Version 3.0, for future development, will create a website that will allow users to track whether sites have been reviewed and to record comments on the sites.  Version 3.0 will require webserver software, and the version of IIS that’s distributed as part of Windows will suffice for most users.  Note: even Version 3.0 should run on a mid-level, consumer-grade computer; it will not require a powerful server.

Note that this tool does nothing beyond identifying potentially relevant sites.  It does not harvest the content for preservation.  Services such as Archive-It and tools such as HTTrack or wget can be used to capture content, using the sites identified by the domain tool as seeds.

Once installed, using the tool should be straightforward, although some familiarity with the command line is useful.  Installing some the software requires that ability to create directories and extract the contents of a zip file.  For those who are not familiar with the inner workings of a computer, the optional step to modify the system path likely more intimidating than difficult.

Requisite Software and Configuration

The instructions that follow are simplistic, in hope that they will be easy for individuals with limited technical skills to follow.  Sophisticated users should recognize other options that will work as well or better for their particular needs.

Caveat emptor: I’ve tested this code on a number of machines with no problems.  No doubt, the first time someone tries it, they’ll find a bug.  Please contact me. 

Standard disclaimers apply:  I offer the code without any warranty.

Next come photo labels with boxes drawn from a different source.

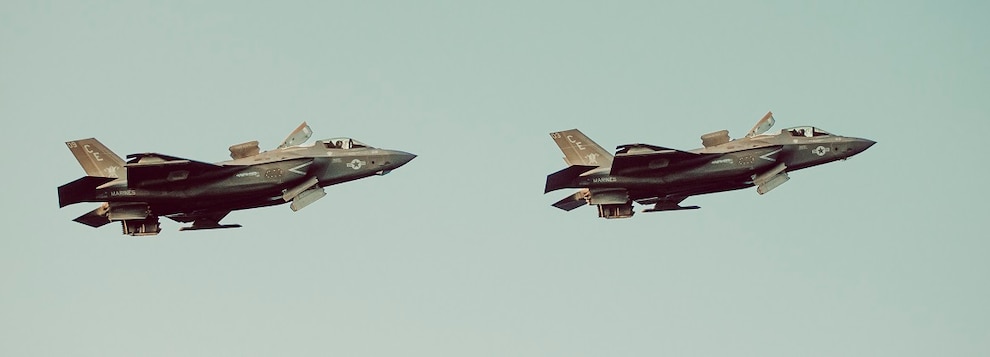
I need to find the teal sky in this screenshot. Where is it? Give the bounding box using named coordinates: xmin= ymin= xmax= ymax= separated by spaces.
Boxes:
xmin=0 ymin=0 xmax=990 ymax=356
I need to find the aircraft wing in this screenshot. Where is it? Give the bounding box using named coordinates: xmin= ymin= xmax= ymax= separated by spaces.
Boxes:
xmin=636 ymin=196 xmax=701 ymax=212
xmin=124 ymin=153 xmax=229 ymax=187
xmin=611 ymin=144 xmax=710 ymax=175
xmin=168 ymin=211 xmax=241 ymax=231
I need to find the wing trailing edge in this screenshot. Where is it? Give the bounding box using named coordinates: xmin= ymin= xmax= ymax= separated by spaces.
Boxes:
xmin=543 ymin=165 xmax=598 ymax=193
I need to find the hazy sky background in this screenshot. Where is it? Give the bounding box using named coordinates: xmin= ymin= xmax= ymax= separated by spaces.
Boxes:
xmin=0 ymin=1 xmax=990 ymax=356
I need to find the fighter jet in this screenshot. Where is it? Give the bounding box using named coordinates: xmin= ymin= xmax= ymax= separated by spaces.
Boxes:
xmin=58 ymin=122 xmax=416 ymax=236
xmin=544 ymin=112 xmax=876 ymax=218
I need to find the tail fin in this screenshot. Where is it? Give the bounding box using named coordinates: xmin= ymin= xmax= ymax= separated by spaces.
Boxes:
xmin=58 ymin=176 xmax=114 ymax=208
xmin=550 ymin=129 xmax=612 ymax=167
xmin=65 ymin=138 xmax=124 ymax=178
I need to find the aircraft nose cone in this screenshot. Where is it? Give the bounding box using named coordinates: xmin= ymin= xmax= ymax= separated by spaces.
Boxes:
xmin=389 ymin=150 xmax=416 ymax=169
xmin=849 ymin=139 xmax=877 ymax=156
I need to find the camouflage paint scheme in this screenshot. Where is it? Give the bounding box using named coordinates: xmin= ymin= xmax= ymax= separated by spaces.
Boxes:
xmin=544 ymin=112 xmax=875 ymax=218
xmin=58 ymin=122 xmax=416 ymax=236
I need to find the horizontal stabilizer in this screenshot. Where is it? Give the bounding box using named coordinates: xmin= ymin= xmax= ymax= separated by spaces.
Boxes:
xmin=58 ymin=176 xmax=115 ymax=208
xmin=553 ymin=190 xmax=588 ymax=211
xmin=543 ymin=165 xmax=598 ymax=193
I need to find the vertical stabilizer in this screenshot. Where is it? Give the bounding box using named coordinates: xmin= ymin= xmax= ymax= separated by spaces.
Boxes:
xmin=550 ymin=129 xmax=612 ymax=167
xmin=65 ymin=138 xmax=125 ymax=178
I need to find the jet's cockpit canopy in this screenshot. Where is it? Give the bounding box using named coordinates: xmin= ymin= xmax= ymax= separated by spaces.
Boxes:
xmin=320 ymin=138 xmax=371 ymax=150
xmin=780 ymin=126 xmax=832 ymax=138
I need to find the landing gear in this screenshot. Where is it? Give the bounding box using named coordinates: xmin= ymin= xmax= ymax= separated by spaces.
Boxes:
xmin=120 ymin=216 xmax=162 ymax=237
xmin=598 ymin=202 xmax=635 ymax=219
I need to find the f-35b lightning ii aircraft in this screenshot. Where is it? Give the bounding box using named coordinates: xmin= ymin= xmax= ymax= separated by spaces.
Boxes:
xmin=58 ymin=122 xmax=416 ymax=236
xmin=544 ymin=112 xmax=875 ymax=218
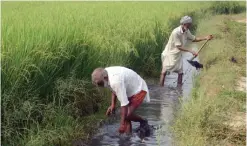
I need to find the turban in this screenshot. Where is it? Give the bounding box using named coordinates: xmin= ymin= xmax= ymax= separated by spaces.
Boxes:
xmin=180 ymin=16 xmax=192 ymax=24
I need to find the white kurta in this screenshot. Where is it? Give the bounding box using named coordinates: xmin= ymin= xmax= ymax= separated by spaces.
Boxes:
xmin=105 ymin=66 xmax=150 ymax=106
xmin=161 ymin=26 xmax=196 ymax=73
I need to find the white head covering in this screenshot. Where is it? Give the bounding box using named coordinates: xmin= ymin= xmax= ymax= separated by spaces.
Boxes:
xmin=180 ymin=16 xmax=192 ymax=24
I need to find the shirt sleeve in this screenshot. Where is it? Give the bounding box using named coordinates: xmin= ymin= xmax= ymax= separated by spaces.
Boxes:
xmin=187 ymin=30 xmax=196 ymax=41
xmin=172 ymin=32 xmax=182 ymax=47
xmin=112 ymin=77 xmax=129 ymax=106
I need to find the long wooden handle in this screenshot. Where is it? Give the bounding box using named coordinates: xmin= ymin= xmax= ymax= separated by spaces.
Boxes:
xmin=190 ymin=40 xmax=209 ymax=61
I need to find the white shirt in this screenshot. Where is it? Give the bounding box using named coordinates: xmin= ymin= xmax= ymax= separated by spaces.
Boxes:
xmin=161 ymin=26 xmax=196 ymax=73
xmin=105 ymin=66 xmax=150 ymax=106
xmin=162 ymin=26 xmax=196 ymax=54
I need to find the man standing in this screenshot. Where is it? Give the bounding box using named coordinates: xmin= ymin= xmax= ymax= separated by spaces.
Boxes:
xmin=160 ymin=16 xmax=213 ymax=86
xmin=92 ymin=66 xmax=150 ymax=134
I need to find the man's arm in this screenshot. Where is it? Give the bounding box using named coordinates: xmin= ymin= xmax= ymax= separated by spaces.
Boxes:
xmin=192 ymin=35 xmax=213 ymax=42
xmin=176 ymin=46 xmax=197 ymax=56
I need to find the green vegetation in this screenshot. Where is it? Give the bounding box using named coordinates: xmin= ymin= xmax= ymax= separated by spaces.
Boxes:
xmin=1 ymin=2 xmax=245 ymax=146
xmin=173 ymin=11 xmax=246 ymax=146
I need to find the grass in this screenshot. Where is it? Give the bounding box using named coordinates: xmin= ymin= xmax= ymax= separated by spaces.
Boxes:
xmin=1 ymin=2 xmax=245 ymax=146
xmin=173 ymin=13 xmax=246 ymax=146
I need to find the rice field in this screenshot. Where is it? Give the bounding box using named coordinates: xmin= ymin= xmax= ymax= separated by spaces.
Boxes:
xmin=1 ymin=2 xmax=220 ymax=146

1.  Xenu’s LinkSleuth was designed to help web masters check for broken links on their sites.  Fortunately for librarians and archivists, the URLs can be exported to a file. 
          Even though LinkSleuth is a bit dated, it works well for the purpose at hand.  The code run under Windows 7 and 8 (and possible earlier versions).  The code is available at no charge, although Tilman Hausherr, the author of the software, invites users to send a thank you letter, an XL T-shirt, or other inexpensive token as a gratuity.[5] 
          The program is available at http://home.snafu.de/tilman/xenulink.html, and is a simple install.
          If using another link checking program, the code to parse the exported list will likely need to be modified.  For example, LinkChecker files start with three lines to be skipped (as opposed to one), and the data elements are stored as comma separated values (rather than tabs).[6]  Such changes may be relatively trivial for someone with a basic understanding of PHP string functions.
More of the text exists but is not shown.